The group works with the Iowa Donor Network and My Angel Foundation every year to coordinate events to generate awareness and bring truth to myths about organ donation that Iowa State students, faculty and staff might have.
"It was a very successful event," said Hanna Johansen, Greenlee School junior and PRSSA public relations director. "We exceeded expectations for the number of people who attended it and we got over 100 students sign up for donor cards and more information."
This year they made a much louder statement than in the past by having The Sun Company play a two-hour set on Central Campus to help catch the attention of those who might otherwise walk by.
"They were really excited to participate in the event, because they’re all organ donors," Johansen said.
The main goal of the event wasn't to just increase the number of donors in Iowa, Johansen said, but to encourage discussions about organ donations among members of the Iowa State community.

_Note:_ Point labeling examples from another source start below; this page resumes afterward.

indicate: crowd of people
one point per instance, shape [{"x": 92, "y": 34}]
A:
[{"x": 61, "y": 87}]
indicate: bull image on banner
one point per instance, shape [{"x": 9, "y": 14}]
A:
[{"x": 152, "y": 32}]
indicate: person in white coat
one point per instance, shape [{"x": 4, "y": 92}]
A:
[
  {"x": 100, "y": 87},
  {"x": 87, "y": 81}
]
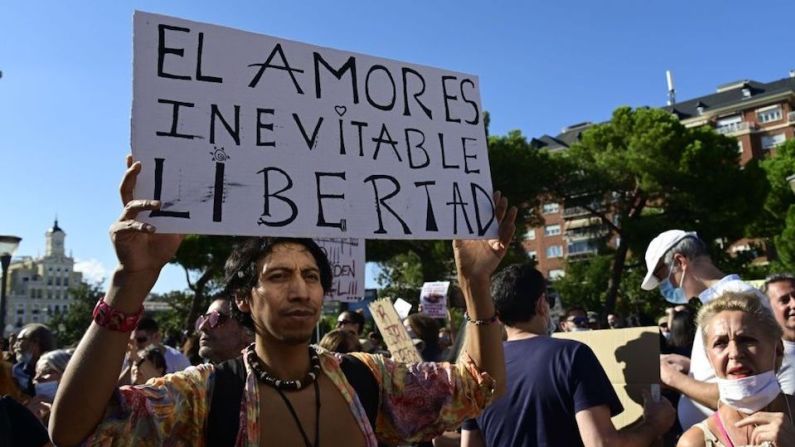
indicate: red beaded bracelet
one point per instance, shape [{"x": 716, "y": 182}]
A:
[
  {"x": 493, "y": 319},
  {"x": 114, "y": 319}
]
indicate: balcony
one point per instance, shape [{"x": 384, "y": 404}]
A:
[
  {"x": 586, "y": 234},
  {"x": 582, "y": 252},
  {"x": 736, "y": 128},
  {"x": 581, "y": 248}
]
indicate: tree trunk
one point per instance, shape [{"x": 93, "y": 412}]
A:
[
  {"x": 616, "y": 271},
  {"x": 198, "y": 302}
]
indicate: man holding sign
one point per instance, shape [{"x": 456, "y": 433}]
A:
[
  {"x": 558, "y": 393},
  {"x": 292, "y": 394}
]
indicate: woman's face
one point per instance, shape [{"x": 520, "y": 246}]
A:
[
  {"x": 142, "y": 371},
  {"x": 737, "y": 347}
]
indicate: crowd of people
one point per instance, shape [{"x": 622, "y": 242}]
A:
[{"x": 501, "y": 380}]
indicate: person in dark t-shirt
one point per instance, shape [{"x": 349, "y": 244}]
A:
[{"x": 558, "y": 393}]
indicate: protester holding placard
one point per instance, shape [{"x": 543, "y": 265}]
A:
[
  {"x": 558, "y": 393},
  {"x": 305, "y": 397}
]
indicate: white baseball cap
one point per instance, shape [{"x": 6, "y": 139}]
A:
[{"x": 658, "y": 247}]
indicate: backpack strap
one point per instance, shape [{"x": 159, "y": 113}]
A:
[
  {"x": 363, "y": 382},
  {"x": 223, "y": 420}
]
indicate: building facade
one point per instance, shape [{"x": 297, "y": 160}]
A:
[
  {"x": 761, "y": 116},
  {"x": 39, "y": 288}
]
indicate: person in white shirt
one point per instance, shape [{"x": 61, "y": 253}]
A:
[
  {"x": 147, "y": 333},
  {"x": 679, "y": 264},
  {"x": 780, "y": 290}
]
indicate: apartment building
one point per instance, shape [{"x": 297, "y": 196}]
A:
[{"x": 759, "y": 115}]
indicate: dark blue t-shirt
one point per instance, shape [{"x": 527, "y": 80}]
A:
[{"x": 549, "y": 381}]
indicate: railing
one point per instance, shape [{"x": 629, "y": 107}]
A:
[
  {"x": 585, "y": 234},
  {"x": 574, "y": 211},
  {"x": 582, "y": 252},
  {"x": 733, "y": 128}
]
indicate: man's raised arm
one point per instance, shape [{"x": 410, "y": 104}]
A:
[
  {"x": 476, "y": 260},
  {"x": 91, "y": 376}
]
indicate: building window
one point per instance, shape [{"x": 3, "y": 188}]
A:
[
  {"x": 581, "y": 247},
  {"x": 554, "y": 251},
  {"x": 550, "y": 208},
  {"x": 552, "y": 230},
  {"x": 771, "y": 141},
  {"x": 768, "y": 114},
  {"x": 729, "y": 124}
]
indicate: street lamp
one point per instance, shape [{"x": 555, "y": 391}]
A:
[
  {"x": 791, "y": 181},
  {"x": 8, "y": 245}
]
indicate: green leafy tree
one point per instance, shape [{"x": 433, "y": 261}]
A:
[
  {"x": 585, "y": 285},
  {"x": 519, "y": 171},
  {"x": 202, "y": 258},
  {"x": 172, "y": 321},
  {"x": 70, "y": 326},
  {"x": 777, "y": 221},
  {"x": 643, "y": 172}
]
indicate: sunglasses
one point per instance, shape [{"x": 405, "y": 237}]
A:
[
  {"x": 550, "y": 299},
  {"x": 213, "y": 320},
  {"x": 578, "y": 320}
]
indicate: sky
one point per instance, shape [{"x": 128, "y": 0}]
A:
[{"x": 66, "y": 85}]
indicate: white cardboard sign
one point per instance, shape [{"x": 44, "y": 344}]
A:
[
  {"x": 247, "y": 134},
  {"x": 433, "y": 299},
  {"x": 346, "y": 257}
]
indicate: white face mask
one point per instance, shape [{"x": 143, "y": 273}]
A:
[
  {"x": 47, "y": 389},
  {"x": 26, "y": 357},
  {"x": 749, "y": 394}
]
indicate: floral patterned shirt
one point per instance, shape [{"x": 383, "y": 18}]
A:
[{"x": 417, "y": 402}]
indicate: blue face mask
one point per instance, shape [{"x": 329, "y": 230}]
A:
[
  {"x": 674, "y": 295},
  {"x": 47, "y": 389}
]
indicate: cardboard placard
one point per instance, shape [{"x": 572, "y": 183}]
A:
[
  {"x": 433, "y": 299},
  {"x": 247, "y": 134},
  {"x": 347, "y": 266},
  {"x": 395, "y": 336},
  {"x": 402, "y": 307},
  {"x": 631, "y": 359}
]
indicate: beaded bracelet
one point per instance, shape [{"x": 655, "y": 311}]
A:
[
  {"x": 480, "y": 322},
  {"x": 115, "y": 320}
]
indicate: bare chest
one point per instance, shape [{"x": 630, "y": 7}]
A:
[{"x": 332, "y": 421}]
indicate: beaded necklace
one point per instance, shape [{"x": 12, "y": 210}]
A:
[{"x": 281, "y": 386}]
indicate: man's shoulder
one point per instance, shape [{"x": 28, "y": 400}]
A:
[{"x": 544, "y": 342}]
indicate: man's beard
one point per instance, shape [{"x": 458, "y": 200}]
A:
[{"x": 297, "y": 339}]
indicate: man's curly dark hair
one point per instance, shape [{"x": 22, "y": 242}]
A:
[{"x": 241, "y": 273}]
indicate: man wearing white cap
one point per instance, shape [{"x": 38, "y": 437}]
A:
[{"x": 678, "y": 262}]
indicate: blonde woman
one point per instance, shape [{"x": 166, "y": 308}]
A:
[{"x": 743, "y": 343}]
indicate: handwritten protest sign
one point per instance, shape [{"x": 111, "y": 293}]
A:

This discussion was furthered by a guest speaker PRSSA brought to speak about his experience with organ donation.
Troy Dejoode told his story of how he became a living donor to save his son's life, after his wife and three children were involved in an automobile accident. Dejoode lost his five-year-old son and infant daughter in the fatal crash, but decided that both would be organ donors. Together his children saved several lives, young and old and Dejoode spoke of the consolation his family received from their tremendous loss from the fact that six people were saved through the donation of his children's organs. His moving story illustrated the importance of becoming an organ donor and helped PRSSA to increase the discussion of the topic at Iowa State.